Argentine tennis legend Guillermo Vilas used to write poetry and songs in the 1970s. But decades later his compatriot Lionel Messi - arguably the best footballer in the world - admits to having read only one book in his life - Argentine football great Diego Maradona's autobiography - and says he did not even finish that.
Tipsarevic is the antithesis of Messi, even if he does not like people talking about him as 'intelligent.'
'I am trying to avoid that, people think that I am intelligent,' he says with a dreamy and yet tired smile.
Is he not?
'No, no, no. I'm not saying I'm not, I'm pretty normal. But I don't want to draw attention to myself for the rest of my life because I have a tattoo on my body.'
A fan of snowboarding and house music, Tipsarevic got into reading Friedrich Nietzsche, Immanuel Kant and other philosophers to follow the example of his mother, Vesna. The woman, a housewife, was left alone at home when her children grew up, while her husband continued to work all day.
'She graduated in law, and there was not much to do at home, so she started to read these books, which end up driving you a little mad... Yes, she suffered a bit.'
'Anyone who reads philosophy knows the word means 'the search for truth.' Many of those philosophers had painful and unpleasant lives because they searched for truth. And the truth, in most books, is nothing, it's depressing.'
'You start to wonder why you are doing this, why you pay 1,000 dollars for a plane ticket. Am I happy? All those questions.'
Tipsarevic is now sure that 'thinking too much is not the answer.'
'Of course I would not rather be stupid. But they say being stupid is a sort of blessing, because you don't know anything else, you don't want anything else and you don't need anything else.'
But it is one thing to not be stupid and another to turn reading into an addiction.
'What happened to me was that I would read the same book three, four times. I tried to read Kant, which is very difficult, and I did not understand a thing. So I read it again. And I still did not understand a thing. And I read it again, and again, and again.

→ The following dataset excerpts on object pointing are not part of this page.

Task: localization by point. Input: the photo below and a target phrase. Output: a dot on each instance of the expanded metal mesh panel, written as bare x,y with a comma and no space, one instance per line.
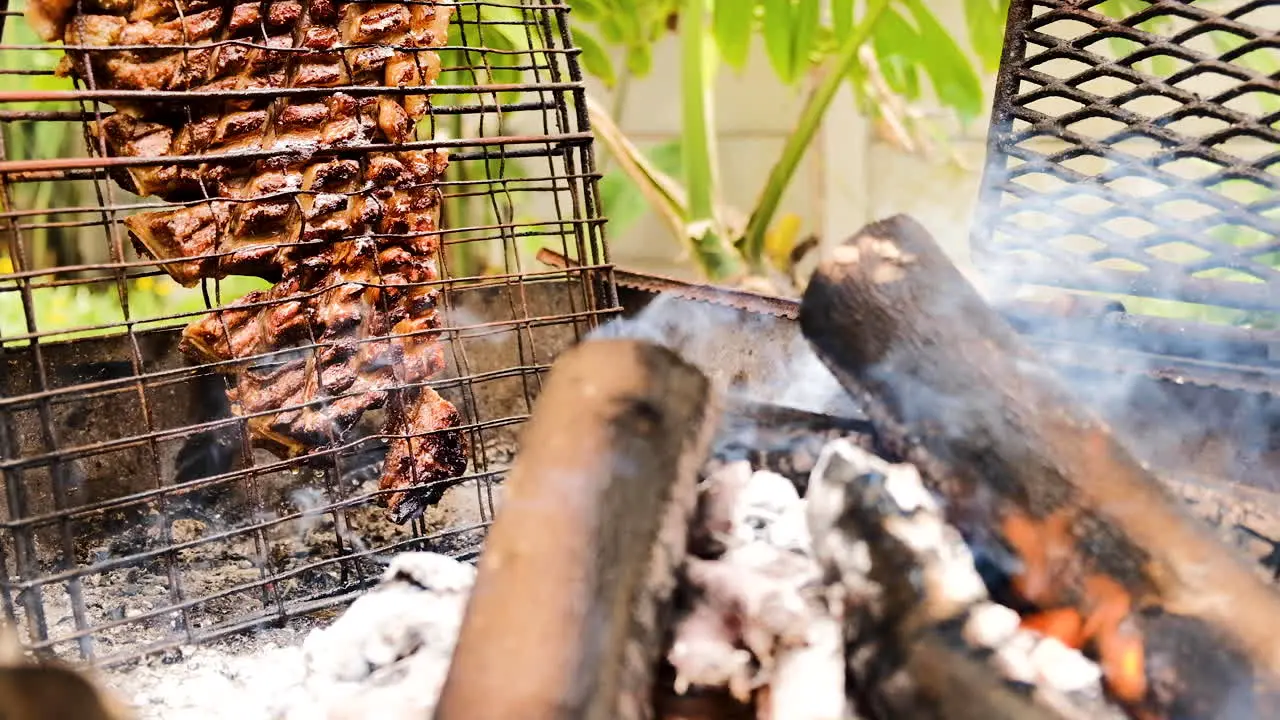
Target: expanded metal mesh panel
1133,151
173,473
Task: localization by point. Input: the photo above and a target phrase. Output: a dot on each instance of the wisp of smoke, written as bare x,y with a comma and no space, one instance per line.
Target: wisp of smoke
750,356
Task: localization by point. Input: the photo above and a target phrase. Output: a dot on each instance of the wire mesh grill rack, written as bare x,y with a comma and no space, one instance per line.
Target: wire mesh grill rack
1133,155
137,515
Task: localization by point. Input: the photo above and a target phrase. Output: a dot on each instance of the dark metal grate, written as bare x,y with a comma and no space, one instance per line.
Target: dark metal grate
1133,153
135,519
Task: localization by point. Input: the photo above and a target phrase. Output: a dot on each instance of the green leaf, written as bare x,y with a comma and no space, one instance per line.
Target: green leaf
895,42
595,59
808,18
640,60
778,39
621,197
842,18
986,21
732,23
951,74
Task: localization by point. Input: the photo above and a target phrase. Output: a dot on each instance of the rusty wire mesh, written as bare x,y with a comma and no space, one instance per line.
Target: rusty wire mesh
1133,155
136,518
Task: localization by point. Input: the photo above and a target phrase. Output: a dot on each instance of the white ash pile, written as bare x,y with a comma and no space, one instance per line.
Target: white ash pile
388,651
780,589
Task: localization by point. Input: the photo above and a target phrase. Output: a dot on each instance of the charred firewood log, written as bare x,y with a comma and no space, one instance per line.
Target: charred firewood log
572,596
1093,541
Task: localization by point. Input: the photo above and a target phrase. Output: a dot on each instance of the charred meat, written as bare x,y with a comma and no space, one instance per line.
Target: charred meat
289,187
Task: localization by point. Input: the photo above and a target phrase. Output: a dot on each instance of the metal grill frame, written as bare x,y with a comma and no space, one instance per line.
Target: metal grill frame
568,301
1239,352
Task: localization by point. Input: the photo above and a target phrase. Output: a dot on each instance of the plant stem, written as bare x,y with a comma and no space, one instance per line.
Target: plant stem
698,81
799,140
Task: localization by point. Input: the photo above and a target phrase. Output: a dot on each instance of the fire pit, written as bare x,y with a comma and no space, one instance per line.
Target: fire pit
978,546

And I still did not understand.'
'I was taking books too seriously,' Tipsarevic explains.
'Now I am a little bit older than I was then, and I understand that you should never, ever, no matter how right the author is, read a book and completely change your life. In my opinion, you should always take small things from a book to change life, and not let the book have a 100 per cent influence on your life.'
With this new approach, Tipsarevic is set to stand by talented compatriot Novak Djokovic and others as Serbia face Spain in the Davis Cup later this week.